I noticed a huge dip in my portfolio last year in December. I’d kind of forgotten, because it came back up before the 31st. But I was looking back through our board, and I saw some thoughts from Bert that Saul posted: https://discussion.fool.com/ot-bert39s-take-on-the-markets-34091…
A lot of them seem to hold this year too. Some highlights:
I will suggest that the share price performance lately has become completely disconnected from the operational outlook for these companies.
In the short-term stock prices are determined by supply/demand criteria, and there has been lots of supply and negligible demand from institutional buyers.
150 hedge funds are closing their doors on December 31st.

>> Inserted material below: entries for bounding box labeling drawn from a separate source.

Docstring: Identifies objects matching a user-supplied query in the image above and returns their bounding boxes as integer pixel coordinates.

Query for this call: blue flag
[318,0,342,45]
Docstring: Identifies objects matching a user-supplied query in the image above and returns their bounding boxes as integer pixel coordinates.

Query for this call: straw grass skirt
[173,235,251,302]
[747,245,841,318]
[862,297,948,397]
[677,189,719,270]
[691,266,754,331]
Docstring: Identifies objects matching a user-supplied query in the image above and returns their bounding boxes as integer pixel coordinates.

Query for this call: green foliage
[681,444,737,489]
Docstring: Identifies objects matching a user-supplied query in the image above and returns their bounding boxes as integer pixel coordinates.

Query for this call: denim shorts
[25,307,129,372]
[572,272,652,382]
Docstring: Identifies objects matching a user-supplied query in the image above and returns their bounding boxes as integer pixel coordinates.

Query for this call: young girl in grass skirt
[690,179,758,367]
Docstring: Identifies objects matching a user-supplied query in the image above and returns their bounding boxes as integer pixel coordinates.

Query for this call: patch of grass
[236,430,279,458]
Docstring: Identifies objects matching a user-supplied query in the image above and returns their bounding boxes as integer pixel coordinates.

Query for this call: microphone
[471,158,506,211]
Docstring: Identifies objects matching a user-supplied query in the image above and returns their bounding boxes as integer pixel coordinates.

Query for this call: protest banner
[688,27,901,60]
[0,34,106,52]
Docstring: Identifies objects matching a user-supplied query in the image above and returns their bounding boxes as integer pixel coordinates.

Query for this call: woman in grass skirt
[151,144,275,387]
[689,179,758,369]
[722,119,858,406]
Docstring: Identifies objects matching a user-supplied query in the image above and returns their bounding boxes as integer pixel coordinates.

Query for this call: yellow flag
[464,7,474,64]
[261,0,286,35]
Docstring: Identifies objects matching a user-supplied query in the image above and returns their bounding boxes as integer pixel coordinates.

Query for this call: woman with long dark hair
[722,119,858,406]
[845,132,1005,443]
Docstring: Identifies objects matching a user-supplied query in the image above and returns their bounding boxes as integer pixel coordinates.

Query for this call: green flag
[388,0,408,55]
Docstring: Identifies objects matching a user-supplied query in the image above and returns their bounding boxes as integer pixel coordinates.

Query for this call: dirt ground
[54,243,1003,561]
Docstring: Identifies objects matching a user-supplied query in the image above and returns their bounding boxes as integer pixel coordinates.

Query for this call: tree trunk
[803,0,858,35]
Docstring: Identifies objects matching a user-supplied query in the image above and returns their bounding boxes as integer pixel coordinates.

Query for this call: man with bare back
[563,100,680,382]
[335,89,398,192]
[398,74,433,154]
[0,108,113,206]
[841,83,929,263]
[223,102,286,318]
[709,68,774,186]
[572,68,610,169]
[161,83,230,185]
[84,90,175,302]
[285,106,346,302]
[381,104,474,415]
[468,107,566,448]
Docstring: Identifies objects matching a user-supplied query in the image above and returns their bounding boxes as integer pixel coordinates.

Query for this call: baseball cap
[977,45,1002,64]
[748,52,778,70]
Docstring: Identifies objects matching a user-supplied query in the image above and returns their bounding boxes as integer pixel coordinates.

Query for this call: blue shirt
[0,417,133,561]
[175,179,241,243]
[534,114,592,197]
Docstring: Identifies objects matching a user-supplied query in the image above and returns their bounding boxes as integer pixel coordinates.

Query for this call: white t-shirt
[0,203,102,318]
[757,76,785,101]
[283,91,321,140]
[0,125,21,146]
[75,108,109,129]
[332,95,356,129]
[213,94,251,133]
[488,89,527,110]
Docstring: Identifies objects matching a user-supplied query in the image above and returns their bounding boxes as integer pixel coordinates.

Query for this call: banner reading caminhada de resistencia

Markets are made of the constant struggle between fear and greed. While fear is in the ascendant at the moment, the operational performance of high growth companies will be at levels that ultimately change the feelings of portfolio managers. Hedge funds are paid to invest and not to hold cash.
I do not think I am a Pollyanna or that I am ignoring real risks. The Fed may not behave rationally. Some misguided government policy may lead to a problem that proves to be intractable. But that said, the IT sector is on sale now. The sale might last a bit longer. I really can’t foretell the specific event that will break the pessimistic, self-reinforcing cycle. But markets are eventually rational, even if that is not totally visible at this point.
[Bear again] Long story short, a lot of weird stuff goes on with hedge funds in December.